In a ‘stocktake’ of access to general practice published on Friday, the independent parliamentary auditor said there were ‘significant gaps’ in the data available on GP services, particularly on numbers and types of consultations. Better data, the report said, would help workforce planning and demand management.
The report also called on NHS England to research how different appointment booking systems and other arrangements drive variations in access.
Commissioners, the NAO said, should try to influence patient behaviour to reduce demand on GPs and make more use of alternatives.
The study said that while people’s experience of accessing general practice remained positive, with around 90% of patients able to get an appointment when they last tried, satisfaction was gradually but consistently declining.
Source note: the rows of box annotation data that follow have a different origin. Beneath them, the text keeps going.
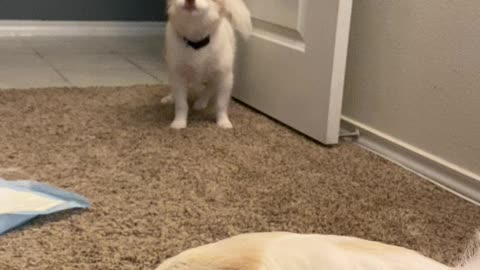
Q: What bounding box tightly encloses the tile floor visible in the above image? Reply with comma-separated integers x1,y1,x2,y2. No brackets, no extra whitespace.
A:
0,36,167,89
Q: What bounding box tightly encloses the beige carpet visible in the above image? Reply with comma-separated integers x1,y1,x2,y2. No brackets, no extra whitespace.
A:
0,86,480,270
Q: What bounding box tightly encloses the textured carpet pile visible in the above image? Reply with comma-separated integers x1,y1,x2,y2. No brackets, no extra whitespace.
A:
0,86,480,270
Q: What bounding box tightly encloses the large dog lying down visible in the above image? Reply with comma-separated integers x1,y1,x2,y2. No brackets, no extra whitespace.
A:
157,232,480,270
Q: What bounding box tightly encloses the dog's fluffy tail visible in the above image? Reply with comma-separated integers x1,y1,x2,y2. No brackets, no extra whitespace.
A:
455,231,480,270
225,0,252,39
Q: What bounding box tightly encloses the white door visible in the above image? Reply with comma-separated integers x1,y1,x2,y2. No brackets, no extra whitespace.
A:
234,0,352,144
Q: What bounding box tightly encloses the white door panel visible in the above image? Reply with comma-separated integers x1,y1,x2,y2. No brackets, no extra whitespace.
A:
245,0,300,28
234,0,352,144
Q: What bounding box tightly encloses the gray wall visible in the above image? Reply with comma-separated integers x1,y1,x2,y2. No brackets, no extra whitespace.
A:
343,0,480,175
0,0,165,21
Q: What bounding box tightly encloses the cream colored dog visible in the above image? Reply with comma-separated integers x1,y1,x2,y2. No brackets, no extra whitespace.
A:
162,0,252,129
157,232,480,270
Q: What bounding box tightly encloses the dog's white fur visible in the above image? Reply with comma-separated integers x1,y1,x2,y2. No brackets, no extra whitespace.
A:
162,0,252,129
157,232,480,270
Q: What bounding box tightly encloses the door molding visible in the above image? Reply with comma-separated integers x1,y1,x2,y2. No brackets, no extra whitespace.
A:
0,20,166,37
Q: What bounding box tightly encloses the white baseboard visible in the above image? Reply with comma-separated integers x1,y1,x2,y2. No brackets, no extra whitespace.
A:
342,116,480,205
0,20,165,37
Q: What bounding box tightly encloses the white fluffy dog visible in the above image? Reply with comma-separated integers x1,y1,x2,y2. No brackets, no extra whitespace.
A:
162,0,252,129
157,232,480,270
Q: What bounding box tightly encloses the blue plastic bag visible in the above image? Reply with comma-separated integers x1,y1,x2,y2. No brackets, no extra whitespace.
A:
0,178,90,235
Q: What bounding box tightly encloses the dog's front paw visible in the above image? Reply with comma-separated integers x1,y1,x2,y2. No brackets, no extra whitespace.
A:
160,94,173,104
217,118,233,129
170,120,187,129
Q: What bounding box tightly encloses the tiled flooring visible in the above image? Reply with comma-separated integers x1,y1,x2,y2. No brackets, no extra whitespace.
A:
0,36,166,89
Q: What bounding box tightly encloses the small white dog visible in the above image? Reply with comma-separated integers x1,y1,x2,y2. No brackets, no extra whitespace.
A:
157,232,480,270
162,0,252,129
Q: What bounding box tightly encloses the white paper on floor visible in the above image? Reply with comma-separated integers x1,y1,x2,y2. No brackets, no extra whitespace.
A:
0,178,90,235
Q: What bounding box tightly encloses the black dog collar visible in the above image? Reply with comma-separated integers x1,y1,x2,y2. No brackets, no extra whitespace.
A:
183,36,210,50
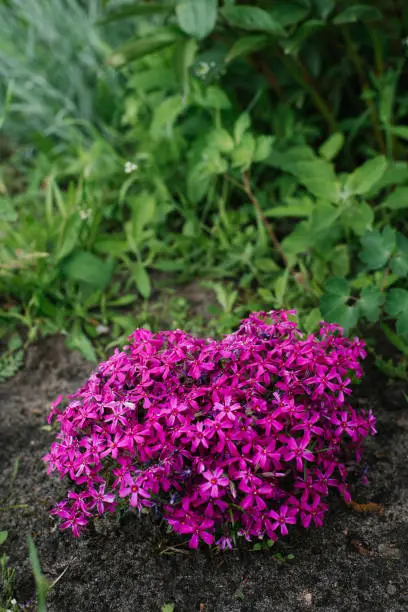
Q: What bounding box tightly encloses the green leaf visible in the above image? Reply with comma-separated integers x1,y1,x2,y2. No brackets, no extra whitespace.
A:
319,132,344,161
128,191,156,240
381,187,408,210
61,251,113,289
385,289,408,336
359,226,395,270
340,201,374,236
187,162,213,204
55,213,82,262
94,234,129,257
176,0,217,40
264,197,313,218
201,85,231,110
268,0,309,26
234,113,251,144
231,132,256,170
220,5,286,36
132,261,151,299
67,327,97,363
281,19,326,55
320,278,359,334
344,155,387,195
173,38,198,96
225,34,270,63
314,0,336,19
359,287,384,323
109,27,182,68
208,128,234,153
333,4,383,25
303,308,323,334
389,125,408,140
391,232,408,278
253,136,275,162
330,244,350,278
380,323,408,357
150,95,184,140
102,2,176,24
285,158,339,202
0,196,18,223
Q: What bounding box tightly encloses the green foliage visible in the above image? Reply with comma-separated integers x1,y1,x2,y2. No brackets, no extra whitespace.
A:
0,0,408,368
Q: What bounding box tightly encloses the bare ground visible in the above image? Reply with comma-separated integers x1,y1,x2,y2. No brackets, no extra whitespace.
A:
0,338,408,612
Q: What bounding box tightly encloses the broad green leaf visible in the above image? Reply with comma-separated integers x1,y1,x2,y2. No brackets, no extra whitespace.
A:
385,289,408,336
176,0,217,40
253,136,275,162
265,145,317,172
389,125,408,140
109,27,183,68
344,155,387,195
285,158,339,202
333,4,383,25
330,244,350,278
220,5,286,36
201,85,231,110
319,132,344,161
208,128,234,153
128,191,156,239
359,287,384,323
341,201,374,236
281,220,314,255
314,0,336,19
131,261,151,299
225,34,270,63
67,328,97,363
359,226,395,270
391,232,408,278
61,251,113,289
320,278,359,333
150,95,184,140
99,2,176,24
381,187,408,210
234,113,251,144
366,161,408,199
173,38,198,96
264,197,313,218
268,0,309,26
281,19,326,55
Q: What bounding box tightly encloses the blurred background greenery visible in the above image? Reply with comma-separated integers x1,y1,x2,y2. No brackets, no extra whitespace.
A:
0,0,408,380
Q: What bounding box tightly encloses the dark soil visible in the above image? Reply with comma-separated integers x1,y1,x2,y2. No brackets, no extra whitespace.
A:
0,339,408,612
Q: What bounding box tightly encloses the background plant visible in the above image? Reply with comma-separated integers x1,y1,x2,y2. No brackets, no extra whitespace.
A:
0,0,408,376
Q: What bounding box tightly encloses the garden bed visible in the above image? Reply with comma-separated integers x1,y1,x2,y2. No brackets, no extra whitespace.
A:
0,338,408,612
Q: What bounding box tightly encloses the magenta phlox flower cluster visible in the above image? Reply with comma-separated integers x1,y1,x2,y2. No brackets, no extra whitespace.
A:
44,311,375,549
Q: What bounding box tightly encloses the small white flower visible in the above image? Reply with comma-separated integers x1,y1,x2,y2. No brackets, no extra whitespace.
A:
125,161,138,174
196,62,210,79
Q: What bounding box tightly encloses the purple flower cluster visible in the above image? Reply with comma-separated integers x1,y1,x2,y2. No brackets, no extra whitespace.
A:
44,311,375,549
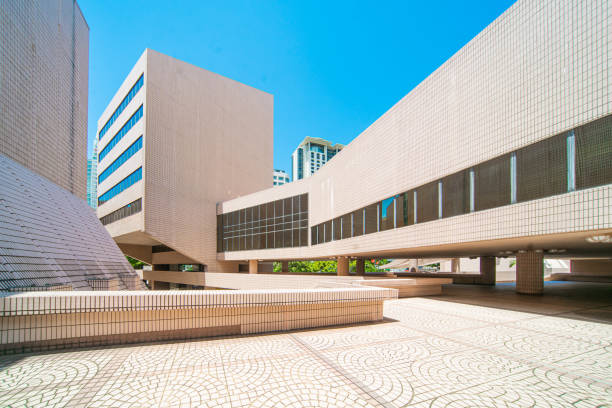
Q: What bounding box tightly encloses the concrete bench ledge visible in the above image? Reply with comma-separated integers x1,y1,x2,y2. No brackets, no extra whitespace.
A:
0,287,398,354
356,278,453,297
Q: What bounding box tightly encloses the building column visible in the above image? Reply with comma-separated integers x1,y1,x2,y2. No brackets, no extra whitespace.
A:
516,250,544,295
355,258,365,276
337,256,348,276
151,281,170,290
451,258,461,273
480,256,496,285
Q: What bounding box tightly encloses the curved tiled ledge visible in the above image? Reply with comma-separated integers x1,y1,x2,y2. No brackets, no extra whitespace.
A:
0,288,397,353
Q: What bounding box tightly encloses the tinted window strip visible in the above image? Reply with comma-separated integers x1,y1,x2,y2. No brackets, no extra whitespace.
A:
98,136,142,183
98,74,144,139
98,105,142,163
98,167,142,206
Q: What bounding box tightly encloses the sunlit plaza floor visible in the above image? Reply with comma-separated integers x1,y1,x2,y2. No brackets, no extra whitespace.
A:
0,282,612,407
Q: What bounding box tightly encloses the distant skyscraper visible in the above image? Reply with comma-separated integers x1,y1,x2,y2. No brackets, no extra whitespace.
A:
87,138,98,208
291,137,344,181
0,0,89,199
273,169,291,186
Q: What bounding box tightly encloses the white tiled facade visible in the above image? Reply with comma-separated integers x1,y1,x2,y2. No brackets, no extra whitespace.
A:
0,0,89,199
219,0,612,260
97,49,273,274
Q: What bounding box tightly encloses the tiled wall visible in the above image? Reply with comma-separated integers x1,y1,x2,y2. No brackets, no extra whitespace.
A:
0,288,397,353
220,0,612,260
0,155,145,290
0,0,89,198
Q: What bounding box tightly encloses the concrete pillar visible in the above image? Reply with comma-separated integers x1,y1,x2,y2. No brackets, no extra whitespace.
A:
355,258,365,276
516,250,544,295
337,256,348,276
480,256,495,285
451,258,461,273
249,259,257,273
151,281,170,290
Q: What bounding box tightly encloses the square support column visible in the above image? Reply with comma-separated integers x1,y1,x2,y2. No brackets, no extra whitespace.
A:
451,258,460,273
480,256,496,285
355,258,365,276
516,251,544,295
337,256,348,276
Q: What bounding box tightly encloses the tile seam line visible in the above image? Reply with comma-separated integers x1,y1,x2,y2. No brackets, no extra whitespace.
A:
289,334,397,408
392,323,612,386
385,306,611,345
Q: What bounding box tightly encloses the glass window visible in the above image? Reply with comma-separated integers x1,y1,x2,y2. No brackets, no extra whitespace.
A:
416,181,439,223
364,203,379,234
380,196,398,231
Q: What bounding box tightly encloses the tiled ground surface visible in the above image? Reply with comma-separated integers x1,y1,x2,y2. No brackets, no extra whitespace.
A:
0,285,612,408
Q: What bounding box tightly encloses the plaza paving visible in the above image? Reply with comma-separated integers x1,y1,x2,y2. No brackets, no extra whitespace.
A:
0,283,612,407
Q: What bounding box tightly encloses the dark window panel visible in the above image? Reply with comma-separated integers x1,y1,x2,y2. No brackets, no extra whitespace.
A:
300,228,308,246
416,181,438,223
442,170,470,218
332,217,342,241
516,134,567,202
273,231,285,248
291,228,300,248
340,214,352,239
323,220,332,242
353,208,363,237
379,197,397,231
575,115,612,189
365,203,378,234
283,229,293,248
474,155,510,210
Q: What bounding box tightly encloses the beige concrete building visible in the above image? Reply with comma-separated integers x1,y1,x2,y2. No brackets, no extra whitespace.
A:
97,49,273,286
217,0,612,293
0,0,89,198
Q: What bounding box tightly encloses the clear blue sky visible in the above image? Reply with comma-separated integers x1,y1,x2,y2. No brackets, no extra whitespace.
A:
78,0,514,174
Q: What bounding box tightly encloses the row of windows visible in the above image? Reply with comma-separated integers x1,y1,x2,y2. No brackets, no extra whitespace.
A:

Auditor general and head of the NAO Amyas Morse said: ‘Against the background of increasing demand and pressure on NHS resources, the challenge is how to maintain people’s positive experience of accessing general practice and reduce variation. The DH and NHS England are working to improve access, but are making decisions without fully understanding either the demand for services or the capacity of the current system.
‘Better data is needed so that decisions about how to use limited resources to best effect are well-informed.’
RCGP chairwoman Dr Maureen Baker said the high satisfaction rate was testament to the hard work and dedication of GPs.
‘But it cannot be ignored that as general practice strives to meet the increasing demand of a growing and ageing population, with consistently fewer resources, our patients’ ability to make a timely appointment is worsening. Recent analysis by the college based on the latest GP Patient Survey found that on 67m occasions this year, patients will wait more than a week for an appointment with their GP or nurse.
‘This is most worrying because when a patient can’t make an appointment with their GP, we don’t know where they go - they might get better on their own, they might visit A&E where care is far more expensive, or they may simply stay sick. It is also concerning that where people live is affecting their ability to access general practice services – something that should never be the case.
Dr Baker added: ‘Our patients should always be able to see a GP when they need to through the existing five-day service and existing GP out-of-hours service – instead of looking into extending routine GP access, the first priority of politicians and decision makers should be to concentrate on making these services more accessible and better integrated.’
An NHS England spokesman said: ‘Real terms spending on general practice has increased every year since NHS England was established, following two years of decline, and the vast majority of patients have reported a positive experience when accessing general practice. ‘This year we are investing an extra £126m to improve access to general practice as well as working closely with our partners to expand the primary care workforce and further benefit patients.’